I agree with the CLI switch. The "accepted overhead" is weel-defined as being our benchmark score and the memory usage. If you can improve our benchmark score without taking too much memory, then this would be acceptable performances.

- Store/Restore profiling data on disks. Branch profiling data can be
stored and restored in LLVM and Jikes RVM. But I don't think it is
necessary in SpiderMonkey.

Indeed, I don't think it would be necessary either, and it would be even more painful as the script might change when reloading the page, and matching it back to the new script my lead to unexpected behaviour.

- Designing the interface of Branch Profiling.

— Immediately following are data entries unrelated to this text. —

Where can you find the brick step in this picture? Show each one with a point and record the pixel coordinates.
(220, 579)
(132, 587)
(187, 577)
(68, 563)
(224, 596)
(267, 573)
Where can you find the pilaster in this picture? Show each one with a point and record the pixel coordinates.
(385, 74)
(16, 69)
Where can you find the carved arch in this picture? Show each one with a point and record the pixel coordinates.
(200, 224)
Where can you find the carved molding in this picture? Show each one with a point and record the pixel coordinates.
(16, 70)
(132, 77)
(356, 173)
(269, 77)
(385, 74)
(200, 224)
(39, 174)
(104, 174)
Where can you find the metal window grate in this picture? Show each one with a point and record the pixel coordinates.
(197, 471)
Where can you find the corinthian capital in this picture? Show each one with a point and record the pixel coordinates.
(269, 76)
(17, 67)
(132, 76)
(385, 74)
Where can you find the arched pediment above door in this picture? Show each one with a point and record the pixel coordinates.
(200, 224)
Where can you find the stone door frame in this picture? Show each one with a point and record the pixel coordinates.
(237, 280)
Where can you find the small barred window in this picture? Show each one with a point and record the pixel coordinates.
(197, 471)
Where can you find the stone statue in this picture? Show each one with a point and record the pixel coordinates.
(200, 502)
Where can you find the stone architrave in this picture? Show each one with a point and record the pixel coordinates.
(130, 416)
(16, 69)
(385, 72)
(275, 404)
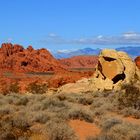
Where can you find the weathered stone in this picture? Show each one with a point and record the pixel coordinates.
(113, 69)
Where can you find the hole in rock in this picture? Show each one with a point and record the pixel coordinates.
(109, 59)
(24, 63)
(118, 78)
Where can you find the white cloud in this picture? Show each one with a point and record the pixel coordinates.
(128, 38)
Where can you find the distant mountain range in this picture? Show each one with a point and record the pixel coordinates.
(133, 51)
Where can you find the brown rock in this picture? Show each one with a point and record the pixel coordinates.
(113, 69)
(80, 62)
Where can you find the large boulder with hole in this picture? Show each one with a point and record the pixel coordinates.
(114, 68)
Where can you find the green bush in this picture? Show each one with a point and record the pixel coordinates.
(129, 96)
(36, 88)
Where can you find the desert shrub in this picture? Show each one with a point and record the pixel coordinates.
(14, 87)
(36, 88)
(85, 99)
(78, 113)
(107, 124)
(7, 136)
(114, 129)
(20, 121)
(40, 117)
(129, 97)
(6, 109)
(130, 112)
(100, 137)
(60, 131)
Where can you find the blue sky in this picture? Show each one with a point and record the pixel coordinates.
(70, 24)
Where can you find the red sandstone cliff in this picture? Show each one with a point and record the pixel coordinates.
(16, 58)
(80, 62)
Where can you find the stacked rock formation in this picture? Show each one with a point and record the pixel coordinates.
(17, 59)
(113, 69)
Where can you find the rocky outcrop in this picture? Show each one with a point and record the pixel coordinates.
(113, 69)
(80, 62)
(16, 58)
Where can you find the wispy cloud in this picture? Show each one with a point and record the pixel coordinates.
(128, 38)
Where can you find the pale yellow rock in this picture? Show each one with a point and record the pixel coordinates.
(113, 70)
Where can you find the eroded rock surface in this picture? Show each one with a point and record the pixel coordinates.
(113, 69)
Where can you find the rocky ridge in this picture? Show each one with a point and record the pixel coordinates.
(114, 69)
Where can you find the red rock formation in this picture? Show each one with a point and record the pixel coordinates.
(80, 62)
(19, 61)
(16, 58)
(137, 61)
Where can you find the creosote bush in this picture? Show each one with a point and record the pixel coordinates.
(36, 88)
(12, 88)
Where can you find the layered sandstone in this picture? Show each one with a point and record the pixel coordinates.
(80, 62)
(113, 69)
(16, 58)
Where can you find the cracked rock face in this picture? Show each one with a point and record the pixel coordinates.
(114, 69)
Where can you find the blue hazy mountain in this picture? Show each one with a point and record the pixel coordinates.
(133, 51)
(85, 51)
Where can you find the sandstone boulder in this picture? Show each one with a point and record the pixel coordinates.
(113, 69)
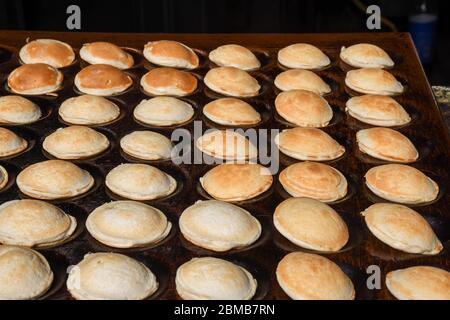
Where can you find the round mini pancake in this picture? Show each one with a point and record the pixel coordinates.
(35, 79)
(210, 278)
(219, 226)
(234, 55)
(127, 224)
(299, 79)
(401, 228)
(377, 110)
(170, 53)
(147, 145)
(365, 55)
(231, 112)
(88, 110)
(401, 183)
(55, 53)
(314, 180)
(386, 144)
(140, 182)
(110, 276)
(102, 80)
(308, 144)
(303, 108)
(106, 53)
(75, 142)
(232, 81)
(419, 283)
(311, 224)
(34, 223)
(163, 111)
(224, 182)
(4, 178)
(373, 81)
(227, 145)
(24, 273)
(54, 179)
(303, 56)
(11, 143)
(306, 276)
(18, 110)
(169, 82)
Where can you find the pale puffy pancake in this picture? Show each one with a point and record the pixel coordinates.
(54, 179)
(140, 182)
(377, 110)
(373, 81)
(227, 145)
(55, 53)
(163, 111)
(306, 276)
(401, 228)
(231, 112)
(34, 223)
(365, 55)
(234, 55)
(75, 142)
(303, 108)
(303, 56)
(24, 273)
(3, 177)
(170, 53)
(102, 80)
(386, 144)
(18, 110)
(214, 279)
(224, 182)
(88, 110)
(169, 82)
(127, 224)
(147, 145)
(401, 183)
(110, 276)
(308, 144)
(231, 81)
(219, 226)
(11, 143)
(35, 79)
(106, 53)
(419, 283)
(311, 224)
(299, 79)
(314, 180)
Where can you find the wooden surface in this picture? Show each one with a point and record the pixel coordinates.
(426, 130)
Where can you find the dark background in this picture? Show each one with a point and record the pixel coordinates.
(226, 16)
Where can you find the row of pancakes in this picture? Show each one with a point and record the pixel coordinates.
(104, 76)
(50, 179)
(217, 226)
(300, 263)
(214, 225)
(113, 276)
(174, 54)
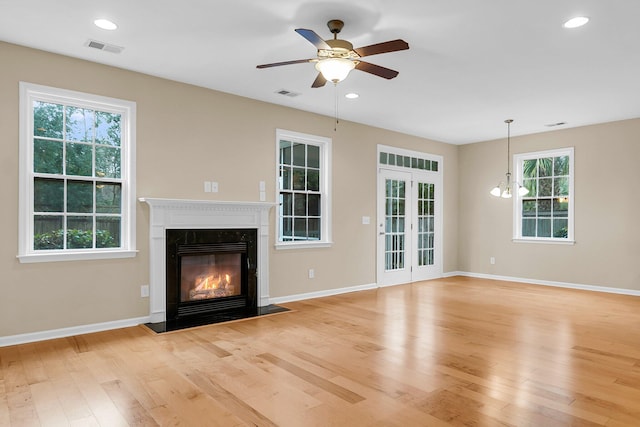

Since I was unable to find
design guidelines for SpiderMonkey, I will propose a draft interface in my
proposal and update it in future.

The first goal would be to determine what might benefit from the removal of unused (infrequently used) basic blocks. And see how this impact performances.

It might also be interesting to test different configuration such as doing more bailouts and OSR based on what is recorded in the profile. such as a branch which is not frequently taken and which return to the loop-head might be worth discarding if on the other side we can improve the other optimizations such as alias analysis, constant propagation and the range analysis.

Even if branches are not removed, this might hint other optimizations such as GVN & LICM to prevent moving some operations to locations where they might induce more cost.

I am planning to submit a proposal for this project. Would you like to be
my mentor during this summer?

If your project is accepted by the GSoC program and by Mozilla, then I can mentor this project.